The old lady sniffed, clearly offended that Nadya didn't need her gossip.
"But I'm sure you know more about it than I do," said Nadya.
The old lady softened. She took a bite of dry black bread with a nibble of cheese. "I hope you have a bit of mead to keep my throat open."
Nadya handed her a pot of mead. The old lady quaffed it off like a man, then giggled in a way that made Nadya think of some chattering animal.
"He's not much of a fellow, this man she brought back to marry," said the old lady.
"He saved her from the Widow's evil trap. Isn't that enough?"
"You think so?" asked the old lady. "You really think that's all that matters?"
"He saved Lybed, too, they say. Though Dimitri beat him for it afterward. Isn't that a mean trick?"
The old lady smiled mysteriously. "He might have deserved the beating after all. For another reason."
"Why? What do you know about him?"
"I know he was wearing this," said the old lady. She reached into her bag and pulled out a tattered, stained hoose. Nadya recognized it at once as being of fine weave, with a delicate pattern woven into it. Her own work. She had given this hoose as a gift to the princess, and Katerina had been wearing it when she pricked her finger on the spindle and was carried away in her sleep.
"He wore it?"
"He demanded it from her. So he wouldn't get scratched up walking through the forest. But the cloth had no comfort for him—see how the fabric tore to let the branches through so they could scratch him anyway? That's why he cast it away. Because a Christian woman's clothing will not bear the insult."
"But—he put it on? He dressed in it?"
"Ask him. Ask Katerina if he had this girded about his loins, playing at being a girl.
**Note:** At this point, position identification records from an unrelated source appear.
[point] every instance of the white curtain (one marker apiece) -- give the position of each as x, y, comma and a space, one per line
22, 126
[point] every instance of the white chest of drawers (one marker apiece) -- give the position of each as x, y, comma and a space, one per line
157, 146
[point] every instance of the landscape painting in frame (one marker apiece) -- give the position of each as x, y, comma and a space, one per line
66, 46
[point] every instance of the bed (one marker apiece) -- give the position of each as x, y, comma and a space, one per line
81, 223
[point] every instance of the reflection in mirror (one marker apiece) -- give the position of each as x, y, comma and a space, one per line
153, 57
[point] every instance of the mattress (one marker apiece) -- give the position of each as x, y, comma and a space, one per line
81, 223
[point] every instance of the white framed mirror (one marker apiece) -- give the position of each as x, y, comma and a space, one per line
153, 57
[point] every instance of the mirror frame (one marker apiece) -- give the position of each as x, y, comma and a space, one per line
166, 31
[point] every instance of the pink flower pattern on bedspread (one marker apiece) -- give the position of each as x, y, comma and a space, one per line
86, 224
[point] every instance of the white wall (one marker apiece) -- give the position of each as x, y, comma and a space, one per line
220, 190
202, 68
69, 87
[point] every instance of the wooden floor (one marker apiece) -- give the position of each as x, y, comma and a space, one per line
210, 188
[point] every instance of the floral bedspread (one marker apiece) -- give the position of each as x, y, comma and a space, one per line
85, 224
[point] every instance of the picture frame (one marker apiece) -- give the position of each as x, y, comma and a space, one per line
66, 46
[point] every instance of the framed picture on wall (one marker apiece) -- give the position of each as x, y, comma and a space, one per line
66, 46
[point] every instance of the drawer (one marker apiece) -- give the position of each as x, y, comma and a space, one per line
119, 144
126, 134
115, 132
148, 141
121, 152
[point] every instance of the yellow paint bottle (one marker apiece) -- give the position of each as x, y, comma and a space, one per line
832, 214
Ask them both, and see if they tell you the truth."
"How do you know this?"
"Didn't they walk right past me, not seeing me, overlooking me as folks always do?"
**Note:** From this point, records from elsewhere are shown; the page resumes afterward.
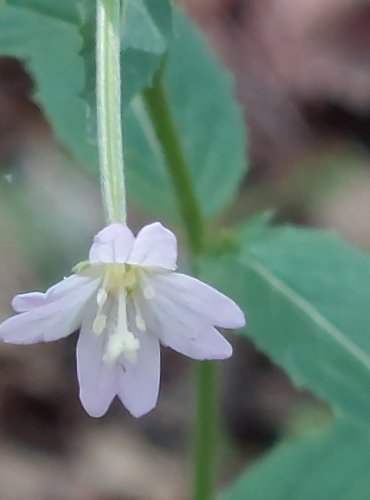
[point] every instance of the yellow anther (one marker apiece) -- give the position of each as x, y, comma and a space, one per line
140, 323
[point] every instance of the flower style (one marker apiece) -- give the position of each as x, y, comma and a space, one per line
126, 300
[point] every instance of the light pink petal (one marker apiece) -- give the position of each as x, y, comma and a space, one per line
57, 318
27, 301
155, 246
195, 296
98, 380
139, 380
184, 331
112, 244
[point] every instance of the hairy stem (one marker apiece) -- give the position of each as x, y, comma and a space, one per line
206, 424
108, 93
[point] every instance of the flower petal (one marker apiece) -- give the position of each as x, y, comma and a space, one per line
193, 295
155, 246
98, 380
27, 301
139, 380
183, 330
59, 316
112, 244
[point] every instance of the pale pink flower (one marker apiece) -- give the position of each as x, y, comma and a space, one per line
126, 300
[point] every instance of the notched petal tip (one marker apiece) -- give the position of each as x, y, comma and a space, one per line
93, 407
112, 244
155, 246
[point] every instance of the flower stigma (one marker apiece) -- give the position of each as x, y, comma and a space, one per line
119, 286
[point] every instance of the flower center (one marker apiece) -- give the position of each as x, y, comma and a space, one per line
118, 290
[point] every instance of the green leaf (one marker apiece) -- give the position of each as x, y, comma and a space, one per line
46, 38
306, 296
161, 12
51, 37
140, 30
331, 465
209, 123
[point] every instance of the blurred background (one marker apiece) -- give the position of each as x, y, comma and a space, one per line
302, 76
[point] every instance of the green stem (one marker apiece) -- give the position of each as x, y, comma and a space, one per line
160, 114
207, 388
108, 94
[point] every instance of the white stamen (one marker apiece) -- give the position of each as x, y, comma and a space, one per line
101, 297
99, 324
139, 320
148, 292
140, 323
121, 341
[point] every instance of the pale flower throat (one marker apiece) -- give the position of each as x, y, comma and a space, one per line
119, 286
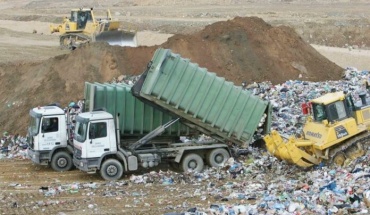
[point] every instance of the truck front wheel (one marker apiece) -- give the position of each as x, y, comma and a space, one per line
61, 161
192, 162
217, 157
111, 170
"I don't," Nadya reminded her.
"He cast it away, and I picked it up and brought it here. Because I think the people of Taina should know what kind of wickedness is in the heart of the man who thinks he can marry the dear princess."
"But... she wouldn't marry him if he were that kind of man," said Nadya.
"She would, if she thought that's what it took to keep Taina free of the great and powerful Pretender."
"May I—may I keep this? To show?"
"Go ahead," said the old woman. "I have no use for it." Her supper finished, she arose to go. "But I fear the vengeance of this stranger, if it's known who told his secret."
"I don't fear him," said Nadya. "He doesn't look strong enough to lead a dog on a leash."
"You're a brave one indeed," said the old lady. "You think that because you're virtuous and kind, and your son is a priest, and your husband a—"
"Sergei's only a scribe, not a priest," Nadya said.
"As if it matters."
"You were saying?"
"I was just telling you that you're not as safe as you think," said the old lady. "There are some people so malicious, so delighted in evildoing, that even when you treat them kindly, they answer with a curse."
"I hope I never meet such a wicked person." But Nadya entertained a moment's concern that perhaps the old lady was telling a secret about herself. Could this woman possibly have been the cause of the death of each of her babies? Of Sergei's crooked leg? Of the fall from a tree that ruined it further?